Street Art

One of the noticeable features of downtown Colorado Springs is its public art. Similar to other American communities, suburban spread in the 1980s resulted in a lackluster city center. This dilemma was addressed in the early 1990s when the city council adopted an action plan, which led to the formation in 1997 of what became the Downtown Colorado Springs Partnership with its goal to revitalize and beautify the town core for residents, visitors, and business owners alike.

Two years later, the Downtown Ventures arm of the organization introduced the first annual Art on the Streets initiative, thereby beginning what has become a highly appreciated and eagerly awaited homage to public art each summer. The program, now in its 23rd year, “celebrates the power of art in public places while turning the streets of Downtown Colorado Springs into a yearlong outdoor sculpture gallery.”

Each year, artists interested in participating submit their proposals and a select group of them is chosen to install their art, which is then evaluated by a group of jurors and may be awarded a prize. In the first year, 20 artist revealed 20 different sculptures. This year, 12 new works were selected from a record-setting 168 proposals. What started with sculptures has meanwhile expanded to include murals and additional art forms.

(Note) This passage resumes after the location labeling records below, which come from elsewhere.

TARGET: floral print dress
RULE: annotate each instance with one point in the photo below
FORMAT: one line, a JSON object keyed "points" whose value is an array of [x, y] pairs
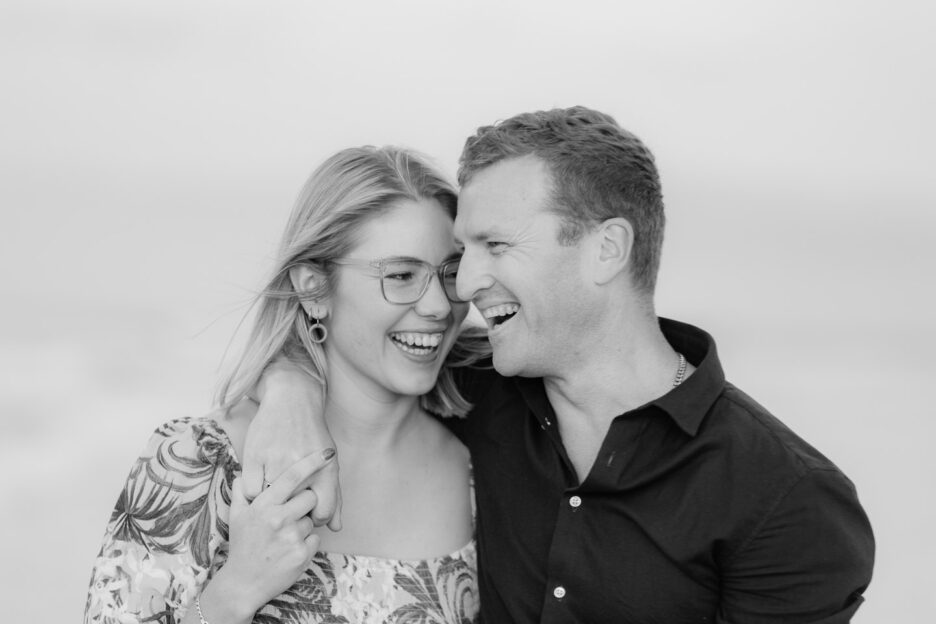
{"points": [[168, 535]]}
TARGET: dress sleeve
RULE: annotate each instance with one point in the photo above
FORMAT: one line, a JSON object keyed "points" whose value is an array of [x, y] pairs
{"points": [[168, 532], [808, 563]]}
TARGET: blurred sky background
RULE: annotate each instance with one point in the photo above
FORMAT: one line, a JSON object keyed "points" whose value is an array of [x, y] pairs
{"points": [[150, 153]]}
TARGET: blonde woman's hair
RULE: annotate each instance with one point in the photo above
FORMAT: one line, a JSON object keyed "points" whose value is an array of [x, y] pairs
{"points": [[346, 191]]}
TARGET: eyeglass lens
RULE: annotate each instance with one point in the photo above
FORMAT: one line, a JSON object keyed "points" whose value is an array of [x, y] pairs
{"points": [[405, 281]]}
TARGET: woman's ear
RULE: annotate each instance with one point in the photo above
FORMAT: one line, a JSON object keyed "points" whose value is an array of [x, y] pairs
{"points": [[307, 278], [614, 241]]}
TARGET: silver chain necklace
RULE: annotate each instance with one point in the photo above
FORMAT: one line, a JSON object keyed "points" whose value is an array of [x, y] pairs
{"points": [[680, 371]]}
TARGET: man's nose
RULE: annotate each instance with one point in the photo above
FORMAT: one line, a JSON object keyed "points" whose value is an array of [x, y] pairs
{"points": [[473, 276], [434, 303]]}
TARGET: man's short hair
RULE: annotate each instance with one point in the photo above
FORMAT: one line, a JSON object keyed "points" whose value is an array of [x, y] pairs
{"points": [[599, 171]]}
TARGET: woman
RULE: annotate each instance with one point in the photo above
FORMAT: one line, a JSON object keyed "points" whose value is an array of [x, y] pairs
{"points": [[363, 298]]}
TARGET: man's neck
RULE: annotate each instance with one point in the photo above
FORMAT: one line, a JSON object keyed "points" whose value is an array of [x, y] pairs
{"points": [[619, 375]]}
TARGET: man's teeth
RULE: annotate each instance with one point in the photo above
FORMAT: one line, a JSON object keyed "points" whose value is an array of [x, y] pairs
{"points": [[500, 311], [419, 340]]}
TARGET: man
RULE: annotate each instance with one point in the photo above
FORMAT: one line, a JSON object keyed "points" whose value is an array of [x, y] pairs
{"points": [[619, 477]]}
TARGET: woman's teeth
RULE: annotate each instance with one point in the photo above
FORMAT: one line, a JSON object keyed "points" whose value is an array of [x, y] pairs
{"points": [[416, 342]]}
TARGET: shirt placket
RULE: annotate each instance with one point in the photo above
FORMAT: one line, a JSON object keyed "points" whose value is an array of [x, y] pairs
{"points": [[567, 564]]}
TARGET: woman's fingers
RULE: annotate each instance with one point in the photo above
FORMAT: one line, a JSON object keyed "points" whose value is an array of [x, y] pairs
{"points": [[300, 505], [291, 480]]}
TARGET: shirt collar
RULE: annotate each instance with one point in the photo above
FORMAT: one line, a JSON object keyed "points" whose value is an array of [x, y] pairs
{"points": [[688, 403]]}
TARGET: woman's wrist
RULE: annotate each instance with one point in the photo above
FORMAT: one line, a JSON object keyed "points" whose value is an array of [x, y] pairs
{"points": [[225, 603]]}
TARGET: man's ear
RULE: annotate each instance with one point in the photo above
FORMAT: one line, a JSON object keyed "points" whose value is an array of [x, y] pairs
{"points": [[614, 242], [307, 280]]}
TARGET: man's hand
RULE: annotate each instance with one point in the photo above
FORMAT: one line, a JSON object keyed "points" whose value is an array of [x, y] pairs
{"points": [[290, 425]]}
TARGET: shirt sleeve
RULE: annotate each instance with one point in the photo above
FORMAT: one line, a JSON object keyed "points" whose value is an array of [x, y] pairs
{"points": [[168, 531], [809, 561]]}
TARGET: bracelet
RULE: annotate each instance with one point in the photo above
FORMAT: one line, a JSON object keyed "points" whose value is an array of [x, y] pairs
{"points": [[201, 617]]}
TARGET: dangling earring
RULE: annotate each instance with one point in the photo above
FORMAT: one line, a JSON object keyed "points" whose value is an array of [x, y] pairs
{"points": [[317, 332]]}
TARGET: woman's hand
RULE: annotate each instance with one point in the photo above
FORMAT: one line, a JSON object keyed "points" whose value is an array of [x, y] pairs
{"points": [[290, 424], [272, 542]]}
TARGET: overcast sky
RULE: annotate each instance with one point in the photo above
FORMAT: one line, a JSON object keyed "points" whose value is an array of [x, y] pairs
{"points": [[150, 152]]}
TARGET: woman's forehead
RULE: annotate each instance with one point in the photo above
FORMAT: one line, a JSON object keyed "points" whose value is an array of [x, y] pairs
{"points": [[416, 229]]}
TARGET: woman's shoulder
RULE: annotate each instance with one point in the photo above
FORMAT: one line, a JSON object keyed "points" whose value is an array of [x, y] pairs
{"points": [[192, 441], [437, 440]]}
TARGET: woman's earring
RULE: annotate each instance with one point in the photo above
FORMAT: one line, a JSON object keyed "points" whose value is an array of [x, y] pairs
{"points": [[317, 332]]}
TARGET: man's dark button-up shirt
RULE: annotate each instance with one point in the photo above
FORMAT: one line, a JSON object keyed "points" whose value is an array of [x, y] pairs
{"points": [[700, 507]]}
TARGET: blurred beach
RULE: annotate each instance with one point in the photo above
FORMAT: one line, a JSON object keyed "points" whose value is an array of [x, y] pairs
{"points": [[151, 154]]}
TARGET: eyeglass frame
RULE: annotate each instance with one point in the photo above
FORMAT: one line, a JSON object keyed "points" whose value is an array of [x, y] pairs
{"points": [[381, 263]]}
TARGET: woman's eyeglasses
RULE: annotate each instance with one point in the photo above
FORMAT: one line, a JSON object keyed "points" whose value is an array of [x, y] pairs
{"points": [[406, 280]]}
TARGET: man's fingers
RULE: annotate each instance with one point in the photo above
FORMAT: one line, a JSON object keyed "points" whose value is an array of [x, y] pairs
{"points": [[252, 475], [290, 481], [335, 523], [329, 506], [238, 499]]}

The city purchases at least one of the annual entries and private individuals and businesses may choose to purchase others. Of the more than 300 artworks exhibited since the program’s inception, over 50 have become permanent. Add to these private and corporate art displays and it is easy to imagine how the heart of Colorado Springs has been transformed into the outdoor art gallery envisioned by the plan’s creators.

To join in the yearlong commemoration of a significant milestone in Colorado Springs history—its 150th birthday on July 31, 1871—I will on occasion share some of my favorite downtown displays in celebration of the city’s sesquicentennial. One feature not previously mentioned is the imaginative makeover of what would otherwise be gray and boring traffic signal boxes. Along many downtown street intersections, these signal cabinets showcase local scenery, landmarks, historic personalities, or simply fun and whimsical subjects, such as in today’s post. Enjoy!

The photo on top from April 30, 2021 shows the northeast corner of the intersection of Tejon and Vermijo Streets, with the Colorado Springs Pioneers Museum in the background.

33 thoughts on “Street Art

    • Synchronicity, Steve?
      I think all of the traffic control boxes meet your criteria for what public art should be, but there are some murals that make a political statement. One of them is very powerful and will be part of one of my future posts. I look forward to hearing your opinion about it. 🙂


      • Not having seen that mural yet, I can’t pass judgement (I like the British spelling with an e after the g). What concerns me, though, is that whatever group is in power and will authorize political works that reflect the in-group’s beliefs and will never authorize any works, no matter how high the quality, that reflect an opposing viewpoint. That’s already been happening for years. For example, in the current climate, no conservative book, regardless of how scholarly, insightful, and well written, will ever win a Pulitzer Prize. Similarly, no art gallery in an Ivy League university will ever exhibit a painting extolling American patriotism.

        Liked by 1 person

      • Hmmm….all art is political in some sense, in my opinion. Who is to say what is “high quality” art? And I guess, being from New England, I admire all the quote “conservative” art and architecture of Concord or Boston, as well as the “liberal” art seen at the Museum of Fine arts or other modern galleries. To my mind, it’s all about everyone having a voice. Just my two cents. 🙂

        Liked by 1 person

      • Thank you for your comment, Julie.
        I think some art is apolitical, eg. in the case of the whimsy dogs on the traffic boxes.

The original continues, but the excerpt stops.